Penso, e sei que tive dias bons, dias que gostei, que me assentaram bem, ou em que eu consegui assentar bem neles, vesti-os como eles me vestiram, foi uma boa troca, dias de sorrir para dentro, de me fartar do de fora, de me cansar de tudo que não me é, com a plenitude de sentir o que tenho em mim, só do que tenho e é meu. Porque o que é nosso são só coisas que não nos podem tirar, roubar ou pilhar, o que não perdemos. O que podemos perder não é nosso. 
Sim, tive dias assim. Sozinha. Dias em que gostei de estar sozinha, em mim, comigo.
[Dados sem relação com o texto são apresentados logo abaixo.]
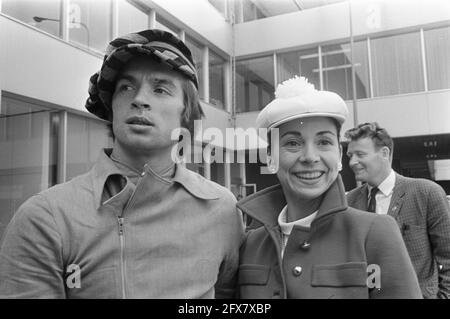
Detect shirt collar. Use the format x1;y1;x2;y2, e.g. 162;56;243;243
278;205;318;235
92;149;220;206
369;169;395;196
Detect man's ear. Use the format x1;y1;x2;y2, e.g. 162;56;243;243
380;146;391;161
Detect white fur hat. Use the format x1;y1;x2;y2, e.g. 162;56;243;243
256;76;348;129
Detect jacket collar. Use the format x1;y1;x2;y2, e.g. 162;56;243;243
237;175;348;227
91;149;220;207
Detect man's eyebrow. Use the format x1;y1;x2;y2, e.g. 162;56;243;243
280;131;302;138
281;131;336;137
117;73;176;88
151;78;176;88
316;131;336;136
117;74;137;82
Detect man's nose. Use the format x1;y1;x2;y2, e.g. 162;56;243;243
132;84;151;109
348;155;358;168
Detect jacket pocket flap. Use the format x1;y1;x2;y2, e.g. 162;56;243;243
238;264;270;285
311;262;367;287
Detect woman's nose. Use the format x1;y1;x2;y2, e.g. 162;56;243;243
299;145;320;163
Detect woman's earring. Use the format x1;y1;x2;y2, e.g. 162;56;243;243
267;156;278;174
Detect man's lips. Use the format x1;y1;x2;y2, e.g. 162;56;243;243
293;170;325;181
125;116;154;126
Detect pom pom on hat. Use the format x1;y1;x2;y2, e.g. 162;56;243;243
256;76;348;129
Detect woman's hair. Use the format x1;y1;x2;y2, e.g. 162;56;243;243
107;79;204;139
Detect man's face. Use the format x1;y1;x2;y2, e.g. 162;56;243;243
112;57;184;152
277;117;341;199
347;137;389;186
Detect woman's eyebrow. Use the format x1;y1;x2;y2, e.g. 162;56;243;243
280;131;302;138
316;131;336;136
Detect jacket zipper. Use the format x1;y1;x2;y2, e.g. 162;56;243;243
264;226;287;299
117;216;127;299
117;171;145;299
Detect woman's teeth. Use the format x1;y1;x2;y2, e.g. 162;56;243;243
295;172;324;179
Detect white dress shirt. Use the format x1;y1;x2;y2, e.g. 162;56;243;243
367;169;395;214
278;205;318;258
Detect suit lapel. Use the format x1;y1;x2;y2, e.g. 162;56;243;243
388;174;406;219
349;184;368;211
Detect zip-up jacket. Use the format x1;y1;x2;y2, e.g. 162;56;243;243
0;152;244;298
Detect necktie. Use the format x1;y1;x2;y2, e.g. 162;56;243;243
367;187;378;213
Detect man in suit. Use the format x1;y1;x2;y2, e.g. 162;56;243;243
345;123;450;298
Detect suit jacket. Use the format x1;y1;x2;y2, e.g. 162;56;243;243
238;176;422;299
347;174;450;298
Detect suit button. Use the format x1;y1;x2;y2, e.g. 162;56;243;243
300;240;311;250
292;266;302;277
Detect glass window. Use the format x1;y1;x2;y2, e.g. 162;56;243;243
155;15;178;36
184;35;205;99
424;27;450;90
210;162;225;186
0;97;58;237
371;32;424;96
66;114;112;180
209;50;226;109
208;0;228;18
69;0;111;52
239;0;266;23
236;56;275;112
322;41;370;100
119;0;148;35
277;48;320;89
1;0;61;36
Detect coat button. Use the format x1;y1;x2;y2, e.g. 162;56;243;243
300;240;311;250
292;266;302;277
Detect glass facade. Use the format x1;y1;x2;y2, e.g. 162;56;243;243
424;27;450;90
69;0;111;52
1;0;61;36
235;55;275;112
209;50;226;109
370;32;424;96
277;47;320;89
322;41;370;100
66;114;112;180
0;97;58;237
155;15;178;36
0;96;112;241
208;0;228;18
184;35;205;99
118;0;148;35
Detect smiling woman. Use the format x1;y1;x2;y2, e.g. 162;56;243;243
238;77;421;298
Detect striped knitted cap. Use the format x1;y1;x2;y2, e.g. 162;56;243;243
86;29;198;120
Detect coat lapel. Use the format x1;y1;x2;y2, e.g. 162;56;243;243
388;174;406;219
349;184;368;211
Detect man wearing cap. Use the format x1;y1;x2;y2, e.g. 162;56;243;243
345;122;450;299
0;30;243;298
238;77;421;299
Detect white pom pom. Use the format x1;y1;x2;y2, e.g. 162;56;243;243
275;75;316;99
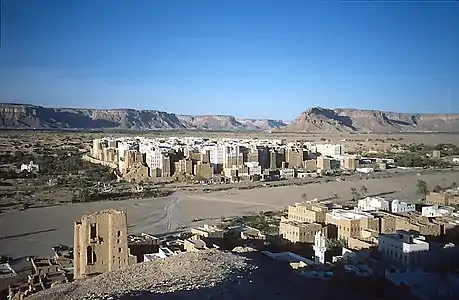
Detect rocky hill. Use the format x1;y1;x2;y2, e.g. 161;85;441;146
27;250;374;300
0;103;285;130
0;103;459;133
282;107;459;133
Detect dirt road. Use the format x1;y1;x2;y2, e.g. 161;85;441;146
0;171;459;256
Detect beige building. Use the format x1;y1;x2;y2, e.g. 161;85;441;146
325;209;379;241
395;212;443;236
73;209;136;278
288;200;328;224
432;150;441;159
303;159;317;171
426;192;459;206
317;156;331;171
223;153;244;169
195;162;214;178
269;149;280;169
279;218;327;243
175;158;194;175
191;224;223;239
183;235;208;252
285;148;305;168
340;156;359;171
123;163;150;182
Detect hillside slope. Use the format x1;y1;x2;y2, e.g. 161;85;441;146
0;103;283;130
283;107;459;133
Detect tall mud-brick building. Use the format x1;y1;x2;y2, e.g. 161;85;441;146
74;209;135;278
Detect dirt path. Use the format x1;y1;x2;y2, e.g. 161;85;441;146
0;171;459;256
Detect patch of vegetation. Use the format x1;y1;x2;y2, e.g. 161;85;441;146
224;212;279;235
71;189;173;203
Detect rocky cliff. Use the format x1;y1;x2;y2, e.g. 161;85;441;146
282;107;459;133
0;103;285;130
0;104;459;133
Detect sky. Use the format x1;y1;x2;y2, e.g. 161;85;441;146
0;0;459;120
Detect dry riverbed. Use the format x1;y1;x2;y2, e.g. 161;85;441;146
0;171;459;256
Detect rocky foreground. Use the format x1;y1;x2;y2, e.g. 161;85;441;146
27;249;378;300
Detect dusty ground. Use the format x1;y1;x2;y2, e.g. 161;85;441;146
0;171;459;256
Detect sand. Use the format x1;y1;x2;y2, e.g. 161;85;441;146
0;171;459;256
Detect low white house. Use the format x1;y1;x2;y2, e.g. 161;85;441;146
355;168;375;174
391;199;416;213
357;197;390;211
280;168;295;179
378;230;429;266
422;205;454;218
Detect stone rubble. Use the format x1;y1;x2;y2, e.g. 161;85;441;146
29;250;253;300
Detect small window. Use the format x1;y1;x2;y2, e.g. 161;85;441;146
90;223;97;240
86;246;96;265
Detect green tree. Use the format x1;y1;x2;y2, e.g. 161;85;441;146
416;180;429;200
360;185;368;196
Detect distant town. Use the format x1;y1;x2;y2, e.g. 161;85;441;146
0;137;459;299
85;137;400;183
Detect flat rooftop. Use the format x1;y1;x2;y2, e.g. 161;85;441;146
281;220;322;229
327;209;374;220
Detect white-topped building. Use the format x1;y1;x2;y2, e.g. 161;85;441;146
378;230;429;267
312;144;343;157
422;205;454;218
357;197;390;211
391;200;416;213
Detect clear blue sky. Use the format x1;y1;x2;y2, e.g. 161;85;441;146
0;0;459;120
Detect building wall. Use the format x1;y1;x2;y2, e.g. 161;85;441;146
347;238;375;250
196;163;214;178
378;234;429;266
303;159;317;171
74;210;130;278
325;214;362;240
317;157;331;170
391;200;416;213
288;204;328;224
426;192;459;206
279;220;327;243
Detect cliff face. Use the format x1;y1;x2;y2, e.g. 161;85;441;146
0;103;283;130
0;104;459;133
284;107;459;133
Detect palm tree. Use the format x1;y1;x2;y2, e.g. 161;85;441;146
416;180;429;200
351;187;359;200
360;185;368;196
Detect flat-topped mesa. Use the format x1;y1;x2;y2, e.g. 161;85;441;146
284;107;459;133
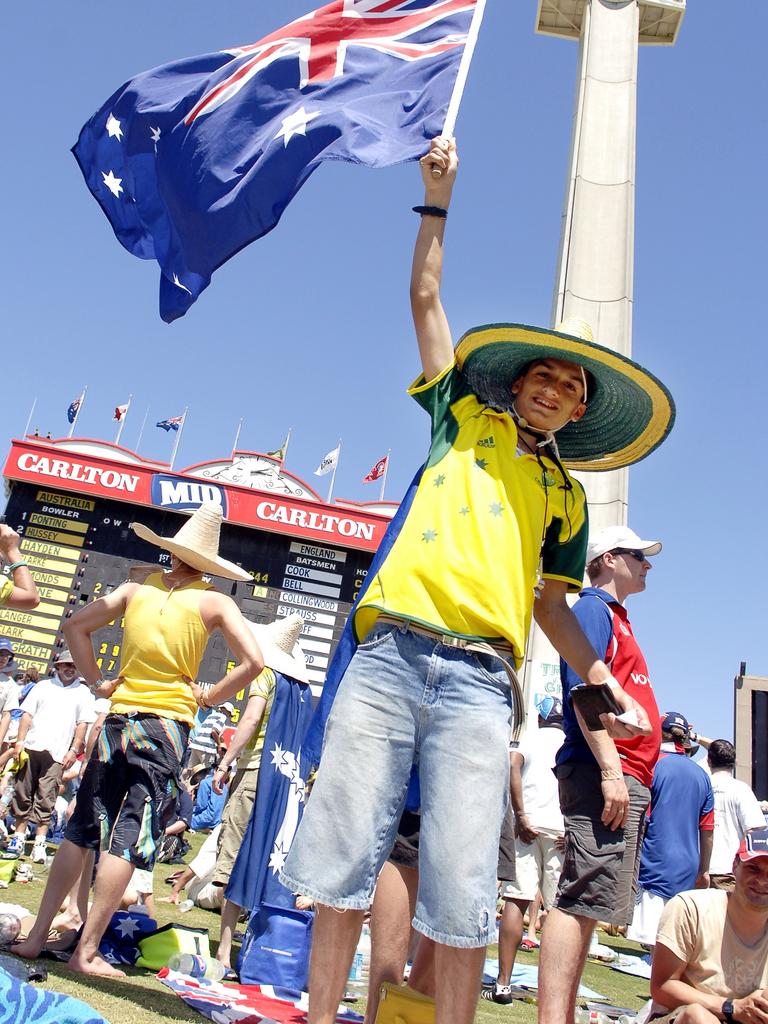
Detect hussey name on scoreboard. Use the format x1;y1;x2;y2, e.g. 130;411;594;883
17;452;139;494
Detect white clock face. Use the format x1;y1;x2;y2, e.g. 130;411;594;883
191;455;317;501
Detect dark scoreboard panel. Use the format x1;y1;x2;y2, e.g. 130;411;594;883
0;483;373;684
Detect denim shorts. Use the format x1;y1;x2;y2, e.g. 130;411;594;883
281;623;511;948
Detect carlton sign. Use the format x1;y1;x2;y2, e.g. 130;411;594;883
16;452;140;495
4;440;389;551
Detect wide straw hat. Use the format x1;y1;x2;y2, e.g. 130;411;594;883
456;319;675;471
246;614;309;683
131;502;252;583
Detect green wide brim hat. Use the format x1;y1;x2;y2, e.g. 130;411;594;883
456;321;675;472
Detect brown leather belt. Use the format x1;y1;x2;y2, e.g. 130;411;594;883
376;615;525;740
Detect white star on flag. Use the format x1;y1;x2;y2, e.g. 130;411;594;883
115;918;139;939
106;114;123;141
274;106;319;145
101;171;123;199
269;843;288;874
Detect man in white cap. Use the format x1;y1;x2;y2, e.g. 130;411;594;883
539;526;662;1024
8;650;96;864
213;614;309;971
650;826;768;1024
280;138;674;1024
13;504;263;977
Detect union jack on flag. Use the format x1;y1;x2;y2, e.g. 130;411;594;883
74;0;484;323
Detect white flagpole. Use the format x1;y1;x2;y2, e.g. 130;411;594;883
232;416;243;456
326;437;341;505
67;384;88;437
442;0;485;139
171;406;189;469
22;397;37;437
280;427;293;470
115;394;133;444
379;449;392;502
134;406;150;452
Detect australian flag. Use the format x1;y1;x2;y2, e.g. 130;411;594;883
155;416;184;433
67;394;83;423
73;0;481;323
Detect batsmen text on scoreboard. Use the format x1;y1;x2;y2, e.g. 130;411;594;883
0;438;394;685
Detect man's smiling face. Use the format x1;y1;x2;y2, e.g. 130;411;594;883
512;358;587;431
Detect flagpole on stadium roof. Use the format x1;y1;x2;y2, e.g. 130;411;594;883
134;406;150;452
379;449;392;502
67;384;88;437
22;396;37;437
326;437;341;505
232;416;243;457
171;406;189;469
115;394;133;444
432;0;485;139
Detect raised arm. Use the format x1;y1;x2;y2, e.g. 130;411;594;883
411;138;459;381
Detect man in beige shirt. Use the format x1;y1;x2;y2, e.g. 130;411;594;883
650;826;768;1024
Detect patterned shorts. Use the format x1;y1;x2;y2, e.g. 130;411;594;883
65;714;189;870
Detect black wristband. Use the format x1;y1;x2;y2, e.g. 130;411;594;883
414;206;447;220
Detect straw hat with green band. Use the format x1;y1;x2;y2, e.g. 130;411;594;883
456;321;675;472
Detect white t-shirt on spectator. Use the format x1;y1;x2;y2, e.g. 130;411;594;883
514;726;565;836
22;676;96;762
710;768;765;874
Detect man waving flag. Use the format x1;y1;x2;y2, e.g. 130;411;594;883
73;0;484;323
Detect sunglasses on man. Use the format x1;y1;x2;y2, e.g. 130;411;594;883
610;548;645;562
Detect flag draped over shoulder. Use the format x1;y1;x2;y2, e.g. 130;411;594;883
224;673;312;910
73;0;478;323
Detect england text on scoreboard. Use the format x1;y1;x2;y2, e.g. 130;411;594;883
0;438;395;685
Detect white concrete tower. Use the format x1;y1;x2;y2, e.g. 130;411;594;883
523;0;685;702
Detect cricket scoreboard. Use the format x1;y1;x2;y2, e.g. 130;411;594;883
0;437;395;691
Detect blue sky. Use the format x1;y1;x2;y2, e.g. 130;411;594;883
0;0;768;735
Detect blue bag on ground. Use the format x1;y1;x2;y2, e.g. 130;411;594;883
238;903;314;992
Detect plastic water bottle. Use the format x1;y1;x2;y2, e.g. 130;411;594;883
348;925;371;991
168;953;226;981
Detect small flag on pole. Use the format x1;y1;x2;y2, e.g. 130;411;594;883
155;416;184;433
265;430;291;462
314;445;341;476
362;455;389;483
67;394;85;423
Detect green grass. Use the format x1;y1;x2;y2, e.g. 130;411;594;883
0;836;648;1024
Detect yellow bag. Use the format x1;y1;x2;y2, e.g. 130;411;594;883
375;981;434;1024
136;925;211;971
0;859;18;885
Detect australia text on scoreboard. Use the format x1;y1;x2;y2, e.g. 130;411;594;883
0;437;396;687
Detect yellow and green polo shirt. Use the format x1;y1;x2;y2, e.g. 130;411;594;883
354;364;589;665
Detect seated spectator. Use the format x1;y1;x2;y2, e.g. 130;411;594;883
184;700;234;774
190;768;229;831
163;824;224;910
707;739;765;889
650;826;768;1024
157;784;195;864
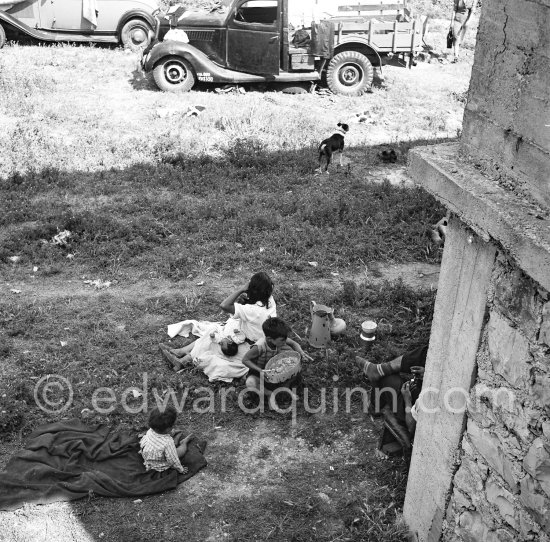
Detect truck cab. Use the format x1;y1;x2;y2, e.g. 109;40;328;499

Tive alguns dias bons, onde me senti bem, ainda que não plena, não completa; dias em que os dias são bons porque lidamos melhor com a saudade, porque nos esquecemos do desamor, das dúvidas do que nos querem ou até do que temos. Dias em que optamos por querer estar sozinhos porque desistimos de não nos sentirmos sozinhos com alguém ao lado, de estarmos com alguém e isso nos arrancar da solidão e não aumentar apenas o número de presenças (ou ausências assistidas?). Desistimos - naquele dia -, de querer mais do que se tem, desistimos de querer a plenitude e optamos pelo dia bom, quando ele nos deixa e nós o deixamos deixar... Mas os momentos felizes - não os bons, os felizes -, esses foram instantes, janelas de luz paradas no tempo, carimbadas de eternidade, coisas acontecidas no meio de outras, no meio dos dias compridos corridos, nas noites curtas estancadas no tempo de várias horas e tantas conversas. E um dia assim já não me lembro de ter, em que me sinto eu comigo, sem estar sozinha, em que me sinto plena na outra parte de mim que alguém me traz na extensão do que sou mas não tenho (sou mas não tenho - será meu??...) Tenho em ti, tenho-me plena em ti comigo, e às vezes parece-me que sem ti não me tenho senão amputada do que sendo (m)eu, eu não tenho.
E tu? Há quanto tempo não tens um dia bom? Um dia desde que acordas até que adormeces? Quando foi o último dia? E um dia feliz? E um momento pleno? Lembras-te, sabes? Quando foi? Estavas sozinho em numero ou acompanhado de solidão? 
(lembro-me de um dia me responderes a isto sem to ter perguntado; pergunto-me se o que me disseste era verdade, se era mentira, ou se nem tu sabes, e se a tua resposta ainda é a mesma... perguntas, sempre perguntas, é o que é!!)